200 days. Evens out the different birth dates over the calving period. I think you need to work out where you are and aim for better rather than thinking you have failed to make 50% or whatever someone else is as everyone has different systems and are on different stages of their journey.
Just use other people’s results as a marker of what is achieveable.
 

Jonny B88

Member
Location
ballykelly. NI
What age are we going on for this weaning weight efficiency calculation? 50% would be a hell of a job at 200 days for the “ideal” 650kg cow no creep. Anything over 35% would be acceptable I would have thought at 200 days.

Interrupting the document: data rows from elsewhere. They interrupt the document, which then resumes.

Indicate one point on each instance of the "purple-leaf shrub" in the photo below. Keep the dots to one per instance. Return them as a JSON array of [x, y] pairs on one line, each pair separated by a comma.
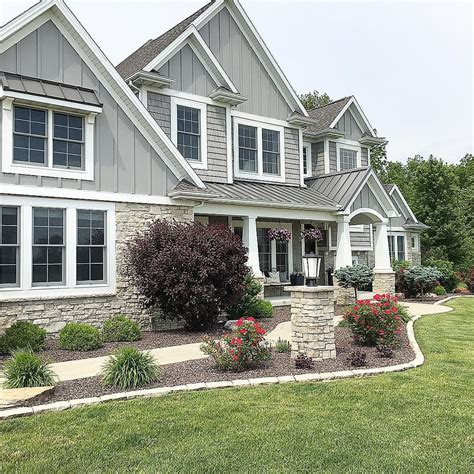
[[188, 270]]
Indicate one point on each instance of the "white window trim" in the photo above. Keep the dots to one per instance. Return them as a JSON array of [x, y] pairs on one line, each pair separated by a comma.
[[259, 175], [309, 162], [348, 146], [71, 288], [175, 101], [9, 166]]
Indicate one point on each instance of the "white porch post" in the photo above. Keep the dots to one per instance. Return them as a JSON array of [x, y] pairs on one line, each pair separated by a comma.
[[382, 254], [250, 241], [343, 250]]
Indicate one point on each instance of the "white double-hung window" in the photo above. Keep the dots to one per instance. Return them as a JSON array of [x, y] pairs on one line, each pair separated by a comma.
[[56, 248], [258, 150]]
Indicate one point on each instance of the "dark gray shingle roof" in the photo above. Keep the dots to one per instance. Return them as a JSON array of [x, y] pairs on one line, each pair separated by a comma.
[[51, 89], [265, 193], [325, 114], [341, 186], [152, 48]]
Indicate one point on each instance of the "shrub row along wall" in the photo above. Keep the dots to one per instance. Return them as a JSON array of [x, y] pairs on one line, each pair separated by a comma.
[[53, 314]]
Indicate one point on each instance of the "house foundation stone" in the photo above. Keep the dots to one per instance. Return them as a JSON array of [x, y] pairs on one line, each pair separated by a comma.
[[312, 322]]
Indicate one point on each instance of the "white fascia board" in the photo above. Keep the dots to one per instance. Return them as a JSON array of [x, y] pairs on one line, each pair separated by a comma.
[[400, 195], [59, 13], [192, 37]]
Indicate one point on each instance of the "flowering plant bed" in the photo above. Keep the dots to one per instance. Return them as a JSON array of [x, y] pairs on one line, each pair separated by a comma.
[[279, 234]]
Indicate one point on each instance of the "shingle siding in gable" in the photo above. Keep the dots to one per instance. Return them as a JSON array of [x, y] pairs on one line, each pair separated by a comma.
[[317, 158], [159, 106], [242, 65], [332, 157], [292, 156]]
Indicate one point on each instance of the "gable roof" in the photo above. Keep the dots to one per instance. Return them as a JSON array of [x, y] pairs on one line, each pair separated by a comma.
[[143, 58], [63, 18], [153, 47]]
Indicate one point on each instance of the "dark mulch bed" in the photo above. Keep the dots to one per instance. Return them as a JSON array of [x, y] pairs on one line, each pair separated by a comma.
[[156, 339], [204, 371]]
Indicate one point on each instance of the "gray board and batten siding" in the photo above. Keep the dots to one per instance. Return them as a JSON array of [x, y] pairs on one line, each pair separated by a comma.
[[124, 160]]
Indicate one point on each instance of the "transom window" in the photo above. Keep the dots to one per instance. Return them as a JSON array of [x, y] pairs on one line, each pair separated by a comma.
[[258, 150], [68, 143], [91, 248], [347, 159], [48, 246], [248, 148], [29, 135], [189, 133], [9, 246]]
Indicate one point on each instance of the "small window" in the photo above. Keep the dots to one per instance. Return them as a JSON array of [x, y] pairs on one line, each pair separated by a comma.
[[68, 142], [247, 148], [347, 159], [271, 151], [91, 249], [9, 246], [48, 246], [29, 136], [189, 132]]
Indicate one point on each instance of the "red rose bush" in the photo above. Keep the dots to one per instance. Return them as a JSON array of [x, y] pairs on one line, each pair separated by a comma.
[[375, 324], [243, 348]]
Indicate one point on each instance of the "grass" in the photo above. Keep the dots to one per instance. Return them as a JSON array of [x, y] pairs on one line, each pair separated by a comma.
[[416, 421]]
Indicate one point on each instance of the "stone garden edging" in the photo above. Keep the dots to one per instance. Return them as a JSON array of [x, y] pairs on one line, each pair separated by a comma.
[[156, 392]]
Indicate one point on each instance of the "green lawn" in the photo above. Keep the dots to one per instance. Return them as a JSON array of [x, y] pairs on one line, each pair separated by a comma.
[[418, 421]]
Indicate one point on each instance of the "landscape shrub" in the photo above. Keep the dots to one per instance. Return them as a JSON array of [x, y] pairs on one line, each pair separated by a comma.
[[439, 290], [304, 362], [242, 349], [358, 358], [79, 337], [120, 328], [22, 335], [282, 346], [25, 369], [188, 270], [375, 323], [448, 278], [129, 368], [354, 276]]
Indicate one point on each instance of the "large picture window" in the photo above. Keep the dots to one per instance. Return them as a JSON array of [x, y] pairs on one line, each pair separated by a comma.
[[9, 246]]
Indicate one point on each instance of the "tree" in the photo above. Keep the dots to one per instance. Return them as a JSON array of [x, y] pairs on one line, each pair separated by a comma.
[[354, 276], [310, 100], [188, 271]]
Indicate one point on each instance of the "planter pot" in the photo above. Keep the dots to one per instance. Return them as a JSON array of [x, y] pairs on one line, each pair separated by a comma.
[[297, 280]]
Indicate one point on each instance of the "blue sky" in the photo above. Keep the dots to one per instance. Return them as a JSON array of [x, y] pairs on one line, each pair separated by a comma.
[[409, 63]]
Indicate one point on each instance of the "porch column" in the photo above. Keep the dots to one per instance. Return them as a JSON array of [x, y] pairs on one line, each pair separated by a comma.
[[343, 251], [384, 276], [250, 241], [382, 254]]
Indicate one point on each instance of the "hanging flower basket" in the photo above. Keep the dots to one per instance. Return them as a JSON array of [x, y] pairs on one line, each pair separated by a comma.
[[312, 235], [279, 234]]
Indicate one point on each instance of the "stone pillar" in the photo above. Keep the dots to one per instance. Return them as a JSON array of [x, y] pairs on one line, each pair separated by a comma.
[[312, 322], [384, 276]]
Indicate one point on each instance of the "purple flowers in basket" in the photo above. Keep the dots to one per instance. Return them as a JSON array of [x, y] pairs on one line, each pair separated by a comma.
[[312, 235], [279, 234]]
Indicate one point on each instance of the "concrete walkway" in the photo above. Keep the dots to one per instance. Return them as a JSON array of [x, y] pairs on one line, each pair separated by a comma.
[[79, 369]]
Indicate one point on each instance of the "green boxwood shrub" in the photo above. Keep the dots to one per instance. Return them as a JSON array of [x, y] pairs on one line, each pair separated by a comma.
[[26, 369], [79, 337], [22, 335], [129, 368], [120, 328]]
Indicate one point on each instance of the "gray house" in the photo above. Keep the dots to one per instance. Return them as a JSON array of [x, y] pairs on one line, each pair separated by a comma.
[[199, 123]]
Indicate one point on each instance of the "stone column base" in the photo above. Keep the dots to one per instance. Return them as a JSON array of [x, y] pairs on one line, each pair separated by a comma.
[[384, 282], [312, 322], [343, 296]]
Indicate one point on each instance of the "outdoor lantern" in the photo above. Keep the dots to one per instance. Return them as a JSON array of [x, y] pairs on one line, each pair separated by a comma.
[[311, 267]]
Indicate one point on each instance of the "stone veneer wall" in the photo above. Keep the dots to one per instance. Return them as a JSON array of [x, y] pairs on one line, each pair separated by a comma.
[[312, 322], [53, 314]]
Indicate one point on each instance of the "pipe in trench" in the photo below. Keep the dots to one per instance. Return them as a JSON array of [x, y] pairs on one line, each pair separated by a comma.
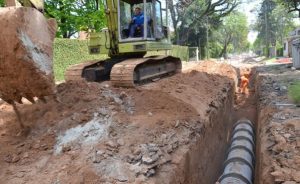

Its very possible for 50% weaning. Best growing calf here this year grew at 1.64kgs/day and had a 720kg mother exactly 50%. Poorest at 0.84kgs/day or something like that with a mother of 800 odd kgs, worked out at 27%. Its all about taking out that bottom 5-10% each year. Hopefully once we have built up numbers sufficiently we can start to do this and i hope the herd average improves. Average this year bull calves at 1.3 kgs/day and heifers at 1.1 kgs/day.
 
Its very possible for 50% weaning. Best growing calf here this year grew at 1.64kgs/day and had a 720kg mother exactly 50%. Poorest at 0.84kgs/day or something like that with a mother of 800 odd kgs, worked out at 27%. Its all about taking out that bottom 5-10% each year. Hopefully once we have built up numbers sufficiently we can start to do this and i hope the herd average improves. Average this year bull calves at 1.3 kgs/day and heifers at 1.1 kgs/day.
Our heaviest cow had our worst calf last year. Was 400kg at sale but struggled to make €1.75/kg. This year she has had an absolute miller of a calf and he looks a proper one.
Will make close on €3/kg all going well. Had a heifer taht lost her calf a good frw years ago. Kept her on as she was a nice one and has averaged €1000 per weanling since.
Doctors differ and patients die.
A fleshy cow that holds her skin and lacks in milk but goes in calf is the cow for us anyway. All these milky cows tend to strip condition off their backs in the first 6 weeks for milk that the calf doesnt need
 

Jonny B88

Member
Location
ballykelly. NI
Our heaviest cow had our worst calf last year. Was 400kg at sale but struggled to make €1.75/kg. This year she has had an absolute miller of a calf and he looks a proper one.
Will make close on €3/kg all going well. Had a heifer taht lost her calf a good frw years ago. Kept her on as she was a nice one and has averaged €1000 per weanling since.
Doctors differ and patients die.
A fleshy cow that holds her skin and lacks in milk but goes in calf is the cow for us anyway. All these milky cows tend to strip condition off their backs in the first 6 weeks for milk that the calf doesnt need

While i agree some cows are too milky, really the only cows to severely loose condition over the summer in my experience are those with dairy genetics.